Damn, Amanda did good with her picks.
I curl my hair in my best retro do. I check my reflection. Yep. That girl in the mirror can sell the hell out of chocolate. I slick on some lipstick, then some gloss, then spritz on the tiniest bit of perfume—the same cherry kind I wore on Friday night, courtesy of a Samira trade for salted caramels. I put on my lucky jewelry too, just like I wore that evening.
I leave and head over to the place where I sat on my business partner’s face seconds before our date ended.
He’s impossible to look away from, leaning casually against the entrance to the hotel courtyard. Gage looks the part too. Dark jeans, motorcycle boots, a tight, and a trim black short-sleeve Henley that shows off the lotus flower on his arm, and the swirls of black ink climbing up his skin. His tattoos are all black, fine linework and intricately drawn.
He whistles when he sees me, shaking his head in admiration as he walks over to me like a lover, even though he can’t be anymore. “Damn, woman. I don’t think I’m good enough to be seen with you,” he says with an approving hum.
I jut out a hip, enjoying the compliment. “Amanda picked it out. She’s into the whole outfit-of-the-day thing. Do I look the part?”
“You look like a piece of chocolate, and I want to eat you.”
“Good. Because we’re selling an image. We’re selling a partnership. The tattooed bar owner and the va-va-voom chocolatier.”
“We are. But I’m going to need to steal one last touch,” he whispers, then he runs a hand down my arm, warm under the October sun. That’s San Francisco for you. Sometimes it’s freezing here in October. Sometimes it’s summer.
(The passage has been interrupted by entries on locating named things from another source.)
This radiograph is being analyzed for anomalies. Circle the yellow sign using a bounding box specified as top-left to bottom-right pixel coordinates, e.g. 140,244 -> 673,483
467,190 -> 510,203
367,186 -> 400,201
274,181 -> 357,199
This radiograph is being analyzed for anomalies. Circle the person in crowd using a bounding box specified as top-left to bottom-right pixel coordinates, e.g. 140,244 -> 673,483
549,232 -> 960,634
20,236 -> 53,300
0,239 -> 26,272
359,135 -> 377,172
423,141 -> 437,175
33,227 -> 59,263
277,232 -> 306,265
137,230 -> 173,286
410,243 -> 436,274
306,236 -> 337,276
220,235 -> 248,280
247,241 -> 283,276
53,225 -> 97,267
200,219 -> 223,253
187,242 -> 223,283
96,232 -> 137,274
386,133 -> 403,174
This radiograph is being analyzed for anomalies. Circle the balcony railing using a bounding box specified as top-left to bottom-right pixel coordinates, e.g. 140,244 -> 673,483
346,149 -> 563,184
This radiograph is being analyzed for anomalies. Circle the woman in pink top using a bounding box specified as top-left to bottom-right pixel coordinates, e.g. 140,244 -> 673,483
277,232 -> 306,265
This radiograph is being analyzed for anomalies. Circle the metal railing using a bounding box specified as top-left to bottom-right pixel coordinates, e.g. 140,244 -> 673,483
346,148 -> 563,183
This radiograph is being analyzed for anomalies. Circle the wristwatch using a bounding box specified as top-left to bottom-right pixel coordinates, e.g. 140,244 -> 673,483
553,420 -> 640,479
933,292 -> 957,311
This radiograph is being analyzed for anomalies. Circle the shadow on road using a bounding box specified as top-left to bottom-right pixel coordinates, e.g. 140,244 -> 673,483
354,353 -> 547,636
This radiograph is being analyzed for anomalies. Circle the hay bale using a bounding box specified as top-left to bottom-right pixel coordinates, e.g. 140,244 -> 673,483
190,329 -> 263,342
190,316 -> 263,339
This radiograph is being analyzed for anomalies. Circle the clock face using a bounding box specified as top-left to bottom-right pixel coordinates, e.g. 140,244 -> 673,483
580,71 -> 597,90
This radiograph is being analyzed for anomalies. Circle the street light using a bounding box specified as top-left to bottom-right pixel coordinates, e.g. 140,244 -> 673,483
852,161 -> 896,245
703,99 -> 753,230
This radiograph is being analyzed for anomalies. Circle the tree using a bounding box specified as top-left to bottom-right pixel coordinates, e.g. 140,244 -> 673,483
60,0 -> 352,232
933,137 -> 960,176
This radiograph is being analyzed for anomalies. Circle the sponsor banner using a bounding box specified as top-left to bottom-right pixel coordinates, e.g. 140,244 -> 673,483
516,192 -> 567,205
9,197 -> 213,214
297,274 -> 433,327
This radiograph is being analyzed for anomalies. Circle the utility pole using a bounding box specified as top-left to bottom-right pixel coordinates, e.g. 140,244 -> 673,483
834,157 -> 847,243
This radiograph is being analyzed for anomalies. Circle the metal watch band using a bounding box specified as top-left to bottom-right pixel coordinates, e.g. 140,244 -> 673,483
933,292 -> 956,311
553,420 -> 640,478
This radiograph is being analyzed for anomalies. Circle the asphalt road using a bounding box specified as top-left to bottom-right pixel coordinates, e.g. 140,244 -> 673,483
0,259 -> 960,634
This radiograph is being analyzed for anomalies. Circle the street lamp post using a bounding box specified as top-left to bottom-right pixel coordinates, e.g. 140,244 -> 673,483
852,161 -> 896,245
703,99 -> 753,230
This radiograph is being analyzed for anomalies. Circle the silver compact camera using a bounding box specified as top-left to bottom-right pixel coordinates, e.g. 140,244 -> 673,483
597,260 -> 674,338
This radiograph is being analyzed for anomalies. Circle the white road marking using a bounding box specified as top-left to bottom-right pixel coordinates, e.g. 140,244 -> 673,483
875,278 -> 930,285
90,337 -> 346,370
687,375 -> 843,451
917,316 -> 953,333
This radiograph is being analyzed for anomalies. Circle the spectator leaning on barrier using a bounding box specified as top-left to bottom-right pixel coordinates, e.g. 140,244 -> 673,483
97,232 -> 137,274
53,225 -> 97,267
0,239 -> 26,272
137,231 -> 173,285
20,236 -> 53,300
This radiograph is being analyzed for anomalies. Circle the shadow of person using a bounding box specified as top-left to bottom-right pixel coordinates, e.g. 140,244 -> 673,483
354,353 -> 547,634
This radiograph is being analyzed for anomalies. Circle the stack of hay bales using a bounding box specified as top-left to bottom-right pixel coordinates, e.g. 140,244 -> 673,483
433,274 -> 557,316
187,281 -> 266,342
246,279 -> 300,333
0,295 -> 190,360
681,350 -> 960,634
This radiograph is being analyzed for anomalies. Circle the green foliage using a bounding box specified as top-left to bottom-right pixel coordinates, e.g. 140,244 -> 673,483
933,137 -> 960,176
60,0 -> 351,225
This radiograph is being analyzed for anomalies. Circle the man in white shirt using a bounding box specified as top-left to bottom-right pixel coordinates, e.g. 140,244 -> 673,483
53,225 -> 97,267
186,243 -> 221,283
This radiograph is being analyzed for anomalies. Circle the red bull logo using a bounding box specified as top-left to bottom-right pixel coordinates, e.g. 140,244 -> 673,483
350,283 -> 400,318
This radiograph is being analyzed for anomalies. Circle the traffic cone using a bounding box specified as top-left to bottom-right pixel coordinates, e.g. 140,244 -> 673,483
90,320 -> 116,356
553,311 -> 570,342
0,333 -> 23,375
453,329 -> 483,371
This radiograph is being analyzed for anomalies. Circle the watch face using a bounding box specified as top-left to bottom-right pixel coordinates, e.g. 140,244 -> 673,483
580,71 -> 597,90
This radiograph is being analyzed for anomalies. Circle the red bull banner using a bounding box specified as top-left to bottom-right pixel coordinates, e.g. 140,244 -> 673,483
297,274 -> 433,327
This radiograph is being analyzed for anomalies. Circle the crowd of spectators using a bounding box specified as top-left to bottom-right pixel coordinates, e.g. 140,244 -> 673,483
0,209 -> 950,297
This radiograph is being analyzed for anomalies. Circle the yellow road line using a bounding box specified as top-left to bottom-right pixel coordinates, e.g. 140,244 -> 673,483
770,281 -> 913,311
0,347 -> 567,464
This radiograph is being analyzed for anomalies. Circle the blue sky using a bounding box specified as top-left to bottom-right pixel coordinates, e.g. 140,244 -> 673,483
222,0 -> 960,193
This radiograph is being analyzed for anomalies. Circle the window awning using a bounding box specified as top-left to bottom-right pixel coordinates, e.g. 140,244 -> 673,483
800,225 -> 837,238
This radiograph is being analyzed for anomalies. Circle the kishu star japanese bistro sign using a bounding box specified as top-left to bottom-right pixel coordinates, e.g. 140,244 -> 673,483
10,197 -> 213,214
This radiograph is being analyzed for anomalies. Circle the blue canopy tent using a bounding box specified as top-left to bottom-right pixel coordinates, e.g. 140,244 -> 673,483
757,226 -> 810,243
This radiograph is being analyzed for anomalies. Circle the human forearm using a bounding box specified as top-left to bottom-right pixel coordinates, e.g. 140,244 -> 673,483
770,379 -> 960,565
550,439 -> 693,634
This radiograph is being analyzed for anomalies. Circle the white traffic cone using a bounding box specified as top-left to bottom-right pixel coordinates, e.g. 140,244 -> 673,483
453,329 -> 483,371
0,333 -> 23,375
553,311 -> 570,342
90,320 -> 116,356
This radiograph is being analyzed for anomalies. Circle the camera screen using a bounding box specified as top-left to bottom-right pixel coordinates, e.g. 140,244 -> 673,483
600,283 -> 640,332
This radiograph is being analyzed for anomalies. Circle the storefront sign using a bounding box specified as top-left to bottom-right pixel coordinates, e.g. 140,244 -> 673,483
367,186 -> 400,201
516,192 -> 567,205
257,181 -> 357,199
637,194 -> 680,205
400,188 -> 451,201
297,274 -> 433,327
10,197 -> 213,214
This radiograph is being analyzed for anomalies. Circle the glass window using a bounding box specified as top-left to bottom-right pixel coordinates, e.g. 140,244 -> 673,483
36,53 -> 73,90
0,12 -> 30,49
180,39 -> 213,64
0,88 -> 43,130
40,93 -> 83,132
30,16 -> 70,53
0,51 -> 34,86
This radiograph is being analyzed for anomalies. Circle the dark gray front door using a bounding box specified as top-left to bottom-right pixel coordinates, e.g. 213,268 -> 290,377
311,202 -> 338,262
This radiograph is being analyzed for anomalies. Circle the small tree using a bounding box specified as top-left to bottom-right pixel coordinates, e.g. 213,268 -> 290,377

His touch makes me shudder. He groans too. “Fuck, am I really giving this up for business?”
It’s rhetorical. It’s for the universe. Still, I answer for the universe and me. “Yes, because there’s one rule of business—don’t screw your business partner.”
“Amen,” he says, letting go of my arm. “So basically it was special edition sex we had.”
“But did we even have sex?”
“You came on my face. I’m counting that as sex.”
“Well, aren’t you just an evolved male,” I say.
“I don’t have to whip my dick out to have sex. You know what counts as sex?”
“Do tell.”
“If you come, we had sex. That’s all that matters.”
“I guess there’s a whole new meaning to if a tree falls in the forest. I’m just really sorry that a tree didn’t get to fall in your forest,” I say.
He laughs, then his laughter burns off as he nods toward the courtyard. “But that’s just the way it goes.”
I have a feeling it’s not the first time he’s said those words. I have a feeling that Gage Archer has become accustomed to life hitting him in unexpected ways. I have a feeling he doesn’t even think he can have it all.
I suppose he’s right.
Who really can? You simply have to pick what you can handle at any given moment in time. There’s no way I can handle more than this.
I march into the meeting, leaving sex behind me.